Written by Paul Richards on November 2, 2021
WHAT IS A LOCAL AREA NETWORK?
The purpose of this chapter is to provide a basic understanding of how IP networks are set up with respect to video production. In this chapter, you will be challenged to think outside the box about how to plan live streaming and video production systems in the world of IP. Using standard networking infrastructure, NDI® will enable you to think about video technology in a new way.
At the heart of NDI® connectivity is your local area network (LAN). A LAN is a group of computers and other hardware or devices that are connected using established networking protocols. These devices may be connected using ethernet cables or via WiFi connectivity. A LAN can be as simple as a computer, tablet, or printer connected on a basic home network, or as complicated as hundreds of computers and devices in an office building. All computers and devices connected with networking equipment are considered part of a local area network. Outside of the LAN is the wide area network (WAN). An Internet Service Provider (ISP) provides LANs with a secure connection to the WAN which delivers internet access.
A router is a common type of networking equipment that provides a safe communication space for computers connected to the network to access the internet. The rules of the LAN are generally managed by the router which has a management page that can be accessed securely by a computer on the network. The router manages the other computers and devices on the network and can even give devices IP addresses automatically using a protocol called Dynamic Host Configuration Protocol (DHCP).
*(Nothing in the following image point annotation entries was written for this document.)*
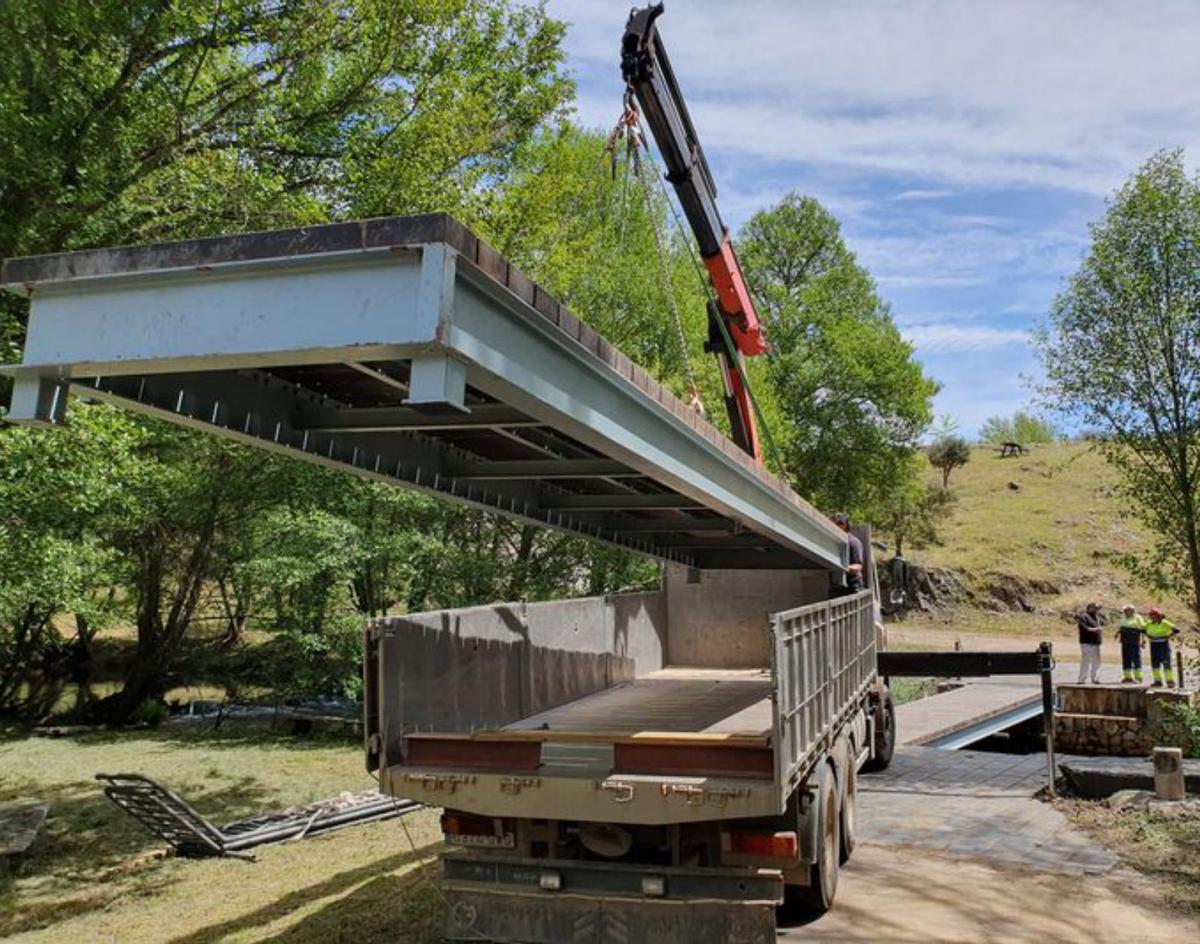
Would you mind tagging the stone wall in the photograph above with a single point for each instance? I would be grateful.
(1117, 721)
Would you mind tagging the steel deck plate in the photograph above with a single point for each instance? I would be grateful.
(409, 352)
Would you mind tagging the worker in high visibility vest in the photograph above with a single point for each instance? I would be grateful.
(1161, 631)
(1132, 633)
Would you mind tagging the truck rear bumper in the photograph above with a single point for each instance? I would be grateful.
(478, 914)
(603, 903)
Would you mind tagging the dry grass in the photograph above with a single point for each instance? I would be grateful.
(1066, 524)
(1164, 848)
(89, 877)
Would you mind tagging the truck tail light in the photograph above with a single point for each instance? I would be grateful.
(765, 845)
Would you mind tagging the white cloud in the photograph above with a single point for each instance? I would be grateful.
(1072, 94)
(946, 338)
(922, 194)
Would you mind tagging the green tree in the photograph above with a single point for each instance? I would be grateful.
(1020, 427)
(850, 398)
(589, 238)
(1121, 354)
(55, 493)
(133, 120)
(948, 454)
(915, 516)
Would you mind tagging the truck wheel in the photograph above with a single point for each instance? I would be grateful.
(885, 737)
(816, 897)
(849, 804)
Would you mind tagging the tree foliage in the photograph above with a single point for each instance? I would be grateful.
(1122, 355)
(915, 516)
(851, 400)
(1021, 427)
(948, 454)
(136, 121)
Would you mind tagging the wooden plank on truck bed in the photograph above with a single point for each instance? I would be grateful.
(691, 702)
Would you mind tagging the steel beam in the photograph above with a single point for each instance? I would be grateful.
(168, 328)
(546, 469)
(617, 503)
(400, 419)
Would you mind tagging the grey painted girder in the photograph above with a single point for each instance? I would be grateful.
(198, 340)
(400, 419)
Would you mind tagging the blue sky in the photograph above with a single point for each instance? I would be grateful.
(964, 145)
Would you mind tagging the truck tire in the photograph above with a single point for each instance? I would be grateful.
(849, 805)
(816, 897)
(885, 737)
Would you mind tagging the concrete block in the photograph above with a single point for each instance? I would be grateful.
(1169, 774)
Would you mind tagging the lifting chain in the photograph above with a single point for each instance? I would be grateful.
(629, 128)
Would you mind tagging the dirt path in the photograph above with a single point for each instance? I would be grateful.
(909, 895)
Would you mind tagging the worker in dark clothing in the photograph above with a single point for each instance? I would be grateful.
(1132, 633)
(853, 578)
(1161, 631)
(1090, 638)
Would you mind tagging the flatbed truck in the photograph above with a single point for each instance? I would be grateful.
(697, 773)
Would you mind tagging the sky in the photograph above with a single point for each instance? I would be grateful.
(965, 146)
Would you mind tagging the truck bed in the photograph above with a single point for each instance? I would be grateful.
(687, 701)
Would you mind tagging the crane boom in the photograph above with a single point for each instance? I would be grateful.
(735, 330)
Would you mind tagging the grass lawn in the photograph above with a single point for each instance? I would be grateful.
(1165, 848)
(90, 876)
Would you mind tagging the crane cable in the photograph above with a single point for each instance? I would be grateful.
(709, 293)
(629, 128)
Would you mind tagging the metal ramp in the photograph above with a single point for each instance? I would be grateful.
(408, 352)
(173, 819)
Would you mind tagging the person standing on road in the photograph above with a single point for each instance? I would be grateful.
(1161, 631)
(1132, 633)
(1090, 638)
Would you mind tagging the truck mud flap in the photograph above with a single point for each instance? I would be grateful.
(531, 918)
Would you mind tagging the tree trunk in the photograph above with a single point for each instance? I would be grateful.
(520, 578)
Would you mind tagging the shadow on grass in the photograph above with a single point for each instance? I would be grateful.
(231, 735)
(75, 865)
(383, 907)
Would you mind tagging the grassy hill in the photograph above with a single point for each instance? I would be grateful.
(1050, 542)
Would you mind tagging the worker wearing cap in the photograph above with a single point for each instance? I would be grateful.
(1090, 638)
(853, 577)
(1132, 633)
(1161, 631)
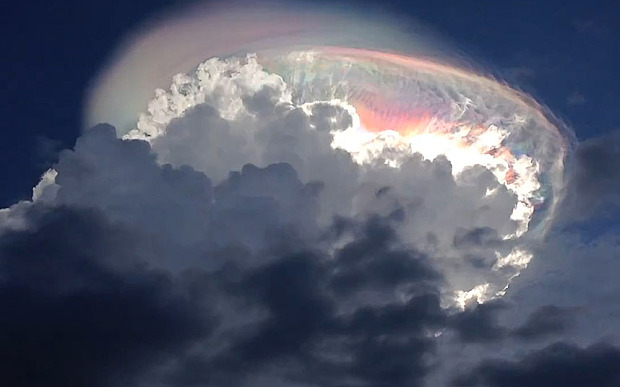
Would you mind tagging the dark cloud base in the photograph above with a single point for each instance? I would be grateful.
(150, 275)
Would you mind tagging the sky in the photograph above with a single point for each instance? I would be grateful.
(226, 241)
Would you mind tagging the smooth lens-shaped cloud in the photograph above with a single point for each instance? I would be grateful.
(475, 166)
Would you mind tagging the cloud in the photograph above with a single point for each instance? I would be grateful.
(240, 247)
(79, 309)
(559, 364)
(593, 183)
(545, 321)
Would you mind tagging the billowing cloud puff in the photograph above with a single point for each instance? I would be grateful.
(297, 212)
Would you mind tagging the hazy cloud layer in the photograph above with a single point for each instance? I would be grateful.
(245, 251)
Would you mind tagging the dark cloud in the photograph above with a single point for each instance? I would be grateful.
(546, 321)
(318, 328)
(594, 180)
(71, 316)
(559, 364)
(479, 324)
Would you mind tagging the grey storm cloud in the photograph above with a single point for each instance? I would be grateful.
(248, 251)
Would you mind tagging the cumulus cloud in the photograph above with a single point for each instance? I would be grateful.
(234, 244)
(559, 364)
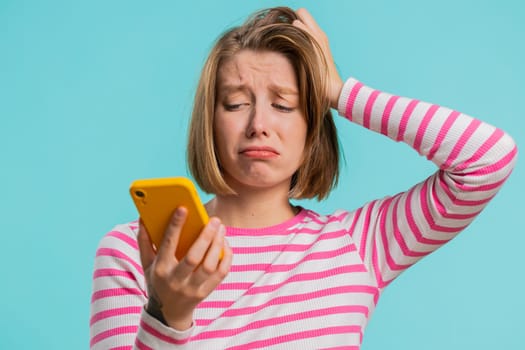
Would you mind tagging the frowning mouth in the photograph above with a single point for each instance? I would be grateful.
(261, 152)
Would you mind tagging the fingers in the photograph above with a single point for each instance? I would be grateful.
(171, 236)
(200, 247)
(212, 258)
(215, 266)
(147, 254)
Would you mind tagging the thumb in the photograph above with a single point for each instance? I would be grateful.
(147, 254)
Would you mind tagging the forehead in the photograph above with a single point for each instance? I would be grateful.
(248, 68)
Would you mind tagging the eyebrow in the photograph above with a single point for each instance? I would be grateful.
(277, 89)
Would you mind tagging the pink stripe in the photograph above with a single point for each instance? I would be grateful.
(443, 210)
(364, 234)
(295, 298)
(357, 214)
(400, 239)
(119, 255)
(351, 99)
(113, 332)
(115, 312)
(141, 346)
(146, 327)
(271, 268)
(299, 335)
(313, 276)
(124, 238)
(404, 119)
(492, 168)
(465, 136)
(113, 273)
(413, 226)
(288, 247)
(482, 188)
(386, 246)
(452, 196)
(386, 114)
(219, 304)
(368, 108)
(423, 200)
(280, 320)
(234, 286)
(377, 271)
(487, 145)
(442, 133)
(115, 292)
(423, 126)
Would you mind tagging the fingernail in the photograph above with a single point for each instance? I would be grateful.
(214, 223)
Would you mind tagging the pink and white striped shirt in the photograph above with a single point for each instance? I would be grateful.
(313, 281)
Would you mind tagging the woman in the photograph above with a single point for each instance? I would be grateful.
(262, 133)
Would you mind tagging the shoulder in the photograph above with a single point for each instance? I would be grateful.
(121, 236)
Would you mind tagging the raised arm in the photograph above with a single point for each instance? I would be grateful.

Some routers include a built-in network switch, but most are connected to a larger network switch which provides connectivity between all of the devices on the network. Some routers include WiFi connectivity with a built-in Wireless Access Point (WAP). Many networks distribute WAPs throughout an area to provide WiFi connectivity throughout a large space. Each WAP should be connected to the network with ethernet cables and many are Power Over Ethernet (PoE) capable. A PoE device can be powered by PoE-enabled networking equipment using standard ethernet cables.
Below is an example of an IP address table. It’s important that you are organized when it comes to managing the 254 IP addresses available on a single IP range, in order to effectively manage your LAN.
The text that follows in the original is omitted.